Annonce

Best news of 2022: The first ‘Fastelavnsboller’ are on their way

by Nathalia Hentze Nielsen

Christmas is over. New Year’s is over. We thought that maybe we’d get a small breather before the next big holiday is rolling in – but that clearly was not meant to be.

The first celebration of Shrovetide is approaching and it’s in the form of the bakery Lagkagehuset’s legendary ‘fastelavnsboller’ (Shrovetide  buns).

According to the bakery, last year we consumed the festive buns like never before. Actually to such a degree that every second citizen in Denmark chomped down on the sweet buns.

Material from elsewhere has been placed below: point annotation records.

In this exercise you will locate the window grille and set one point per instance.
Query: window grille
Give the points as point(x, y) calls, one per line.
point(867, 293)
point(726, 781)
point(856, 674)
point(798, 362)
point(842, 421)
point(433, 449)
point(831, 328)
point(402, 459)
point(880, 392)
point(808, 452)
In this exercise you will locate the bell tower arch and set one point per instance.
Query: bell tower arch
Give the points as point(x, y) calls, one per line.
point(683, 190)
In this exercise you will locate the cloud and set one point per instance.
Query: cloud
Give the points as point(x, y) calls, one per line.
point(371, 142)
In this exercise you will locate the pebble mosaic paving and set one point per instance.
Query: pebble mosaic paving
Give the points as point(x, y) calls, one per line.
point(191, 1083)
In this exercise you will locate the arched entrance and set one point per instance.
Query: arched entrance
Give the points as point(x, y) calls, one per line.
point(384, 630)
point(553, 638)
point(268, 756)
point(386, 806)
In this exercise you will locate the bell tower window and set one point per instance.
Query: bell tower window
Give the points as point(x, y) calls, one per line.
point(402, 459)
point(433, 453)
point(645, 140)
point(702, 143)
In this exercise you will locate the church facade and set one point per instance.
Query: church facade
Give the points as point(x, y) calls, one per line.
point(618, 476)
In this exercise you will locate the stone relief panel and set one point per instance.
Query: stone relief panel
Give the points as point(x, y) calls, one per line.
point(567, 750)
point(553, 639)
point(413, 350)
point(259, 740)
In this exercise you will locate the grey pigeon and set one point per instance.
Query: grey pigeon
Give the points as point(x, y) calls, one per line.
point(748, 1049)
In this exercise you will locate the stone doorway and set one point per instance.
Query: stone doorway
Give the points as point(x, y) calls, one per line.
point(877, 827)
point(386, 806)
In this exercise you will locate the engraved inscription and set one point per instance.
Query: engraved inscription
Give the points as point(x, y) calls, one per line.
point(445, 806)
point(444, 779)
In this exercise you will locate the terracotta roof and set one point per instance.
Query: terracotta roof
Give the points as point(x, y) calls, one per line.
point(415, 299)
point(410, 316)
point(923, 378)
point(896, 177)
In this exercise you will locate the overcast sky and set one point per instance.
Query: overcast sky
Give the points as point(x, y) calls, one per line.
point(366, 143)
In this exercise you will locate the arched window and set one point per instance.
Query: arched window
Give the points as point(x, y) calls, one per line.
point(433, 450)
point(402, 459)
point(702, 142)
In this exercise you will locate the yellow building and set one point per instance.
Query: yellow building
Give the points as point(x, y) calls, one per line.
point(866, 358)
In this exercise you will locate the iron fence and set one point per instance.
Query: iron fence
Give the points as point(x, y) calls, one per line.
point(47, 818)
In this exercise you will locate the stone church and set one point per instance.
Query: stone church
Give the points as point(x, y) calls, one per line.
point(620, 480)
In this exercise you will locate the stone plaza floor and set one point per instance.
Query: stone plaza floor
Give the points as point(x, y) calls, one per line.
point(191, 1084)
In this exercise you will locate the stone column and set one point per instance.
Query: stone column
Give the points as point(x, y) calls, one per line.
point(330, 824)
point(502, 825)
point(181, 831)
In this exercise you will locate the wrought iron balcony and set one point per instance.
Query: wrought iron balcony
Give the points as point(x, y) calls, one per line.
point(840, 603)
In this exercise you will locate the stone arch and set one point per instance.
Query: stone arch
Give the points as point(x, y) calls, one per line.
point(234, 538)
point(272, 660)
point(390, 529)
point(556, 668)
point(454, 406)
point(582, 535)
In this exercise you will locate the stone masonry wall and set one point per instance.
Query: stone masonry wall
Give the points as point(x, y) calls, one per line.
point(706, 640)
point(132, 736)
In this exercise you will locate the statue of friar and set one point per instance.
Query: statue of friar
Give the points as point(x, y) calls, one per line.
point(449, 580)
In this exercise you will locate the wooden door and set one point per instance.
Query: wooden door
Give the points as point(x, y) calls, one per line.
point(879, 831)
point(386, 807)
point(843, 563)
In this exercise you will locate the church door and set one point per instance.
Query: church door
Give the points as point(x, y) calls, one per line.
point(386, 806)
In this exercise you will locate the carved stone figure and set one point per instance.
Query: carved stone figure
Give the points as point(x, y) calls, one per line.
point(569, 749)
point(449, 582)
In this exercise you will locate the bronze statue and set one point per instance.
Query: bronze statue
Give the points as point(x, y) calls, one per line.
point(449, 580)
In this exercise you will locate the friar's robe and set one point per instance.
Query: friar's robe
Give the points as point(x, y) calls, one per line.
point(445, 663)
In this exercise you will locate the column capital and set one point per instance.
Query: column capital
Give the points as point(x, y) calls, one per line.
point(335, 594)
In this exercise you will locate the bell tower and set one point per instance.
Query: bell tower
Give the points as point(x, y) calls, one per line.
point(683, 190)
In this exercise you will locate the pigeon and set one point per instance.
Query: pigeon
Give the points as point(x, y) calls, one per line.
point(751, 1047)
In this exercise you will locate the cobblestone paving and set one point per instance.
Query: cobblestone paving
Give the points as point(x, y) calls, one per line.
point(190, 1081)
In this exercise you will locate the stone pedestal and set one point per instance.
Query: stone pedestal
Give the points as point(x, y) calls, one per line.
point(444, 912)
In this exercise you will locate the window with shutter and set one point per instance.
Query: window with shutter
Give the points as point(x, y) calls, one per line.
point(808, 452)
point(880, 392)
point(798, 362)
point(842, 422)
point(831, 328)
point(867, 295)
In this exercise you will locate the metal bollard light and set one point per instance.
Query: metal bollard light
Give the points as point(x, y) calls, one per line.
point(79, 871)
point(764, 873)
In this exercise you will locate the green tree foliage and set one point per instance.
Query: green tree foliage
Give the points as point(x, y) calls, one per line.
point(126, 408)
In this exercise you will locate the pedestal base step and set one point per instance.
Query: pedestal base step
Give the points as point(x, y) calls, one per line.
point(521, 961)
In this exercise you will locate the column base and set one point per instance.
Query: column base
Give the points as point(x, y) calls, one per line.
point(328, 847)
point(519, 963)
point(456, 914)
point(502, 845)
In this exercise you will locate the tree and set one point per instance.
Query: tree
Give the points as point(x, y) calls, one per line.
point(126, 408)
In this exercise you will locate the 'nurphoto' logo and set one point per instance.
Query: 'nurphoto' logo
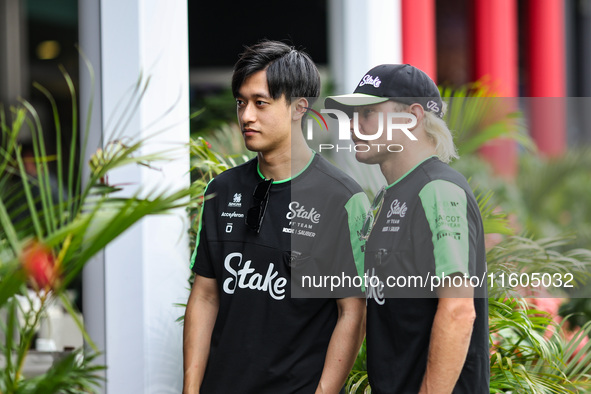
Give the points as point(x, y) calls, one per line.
point(344, 123)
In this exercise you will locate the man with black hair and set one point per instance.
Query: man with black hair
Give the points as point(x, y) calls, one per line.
point(264, 223)
point(427, 318)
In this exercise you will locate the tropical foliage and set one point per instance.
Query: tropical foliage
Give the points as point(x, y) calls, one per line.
point(52, 226)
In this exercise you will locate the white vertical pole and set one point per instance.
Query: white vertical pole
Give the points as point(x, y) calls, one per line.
point(145, 270)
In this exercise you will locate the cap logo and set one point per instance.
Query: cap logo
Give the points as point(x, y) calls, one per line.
point(369, 80)
point(432, 106)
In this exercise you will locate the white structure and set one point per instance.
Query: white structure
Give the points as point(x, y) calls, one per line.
point(362, 34)
point(131, 287)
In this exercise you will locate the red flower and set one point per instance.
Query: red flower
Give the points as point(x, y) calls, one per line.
point(39, 264)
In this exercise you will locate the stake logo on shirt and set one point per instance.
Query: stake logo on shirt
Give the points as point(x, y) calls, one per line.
point(302, 220)
point(246, 277)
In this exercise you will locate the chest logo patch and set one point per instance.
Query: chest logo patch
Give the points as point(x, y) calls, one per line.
point(236, 200)
point(397, 208)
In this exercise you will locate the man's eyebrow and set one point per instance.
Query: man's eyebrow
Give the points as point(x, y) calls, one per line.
point(255, 96)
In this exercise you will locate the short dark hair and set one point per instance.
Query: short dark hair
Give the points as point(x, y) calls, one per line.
point(290, 72)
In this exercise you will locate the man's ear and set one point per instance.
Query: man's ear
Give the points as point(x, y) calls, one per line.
point(298, 108)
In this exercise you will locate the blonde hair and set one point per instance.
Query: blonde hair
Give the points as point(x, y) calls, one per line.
point(438, 132)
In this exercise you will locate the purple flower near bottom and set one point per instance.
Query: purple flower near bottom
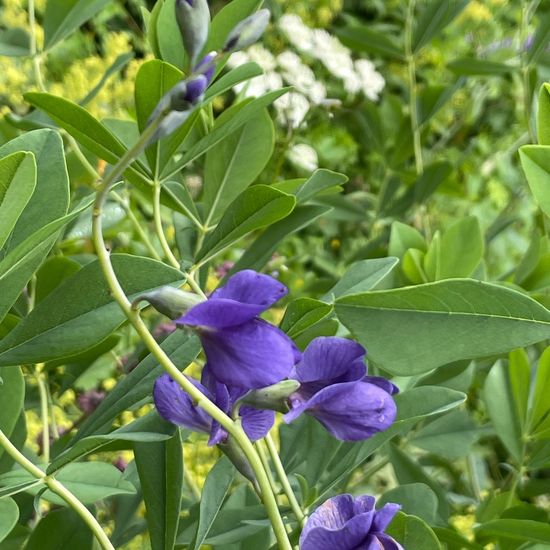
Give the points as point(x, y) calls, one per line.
point(336, 391)
point(241, 349)
point(177, 407)
point(349, 523)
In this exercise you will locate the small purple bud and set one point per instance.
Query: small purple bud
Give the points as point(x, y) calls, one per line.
point(247, 32)
point(206, 66)
point(193, 17)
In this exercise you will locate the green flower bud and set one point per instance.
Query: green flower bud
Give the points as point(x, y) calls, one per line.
point(272, 397)
point(193, 18)
point(169, 301)
point(247, 32)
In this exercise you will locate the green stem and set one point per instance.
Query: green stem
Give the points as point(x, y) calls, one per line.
point(36, 56)
point(283, 478)
point(43, 412)
point(59, 489)
point(234, 430)
point(158, 226)
point(413, 90)
point(137, 226)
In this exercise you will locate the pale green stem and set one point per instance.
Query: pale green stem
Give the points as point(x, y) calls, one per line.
point(158, 226)
point(200, 399)
point(59, 489)
point(43, 412)
point(283, 478)
point(413, 91)
point(36, 56)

That equals a rise of 13 percent in just four years.

Better than ever

On Thursday, January 6, it’s that time of year again, and they’re supposed to be better than ever:

“We’ve looked forward to restocking our shelves with fastelavnsboller again.

We’ve spent the last year trying to perfect our flavorful and colorful, old-fashioned wiener bread and whipped cream fastelavnsboller, and we hope that our customers will embrace them again this year,” Palle Wiby Sørensen, innovation-confectioner at Lagkagehuset, says.

“As something new we’re introducing our customers to our entirely new, Swedish-inspired Semla. It’s a soft fastelavnsbolle with cardamom, sweet almond-paste, and lots of whipped cream.”

Lots of delicious variations

At Lagkagehuset you can choose between three kinds of different fastelavnsboller – on top of the new Semla, of course.

The old-fashioned bun consists of a soft dough with remonce and chocolate. The bun is decorated with dark icing on top.

The wiener bread fastelavnsbolle is filled with either cream or raspberry while the bun with whipped cream consists of either raspberry and Sarah Bernhardt (a cake with crisp macaroons and chocolate), blueberries and nougat, mocha and salt caramel, rhubarb or vanilla cream.

In Aalborg, you can buy the buns in Lagkagehuset’s stores in Magasin Du Nord, Skalborg Bakke, and Østre Havn from Thursday.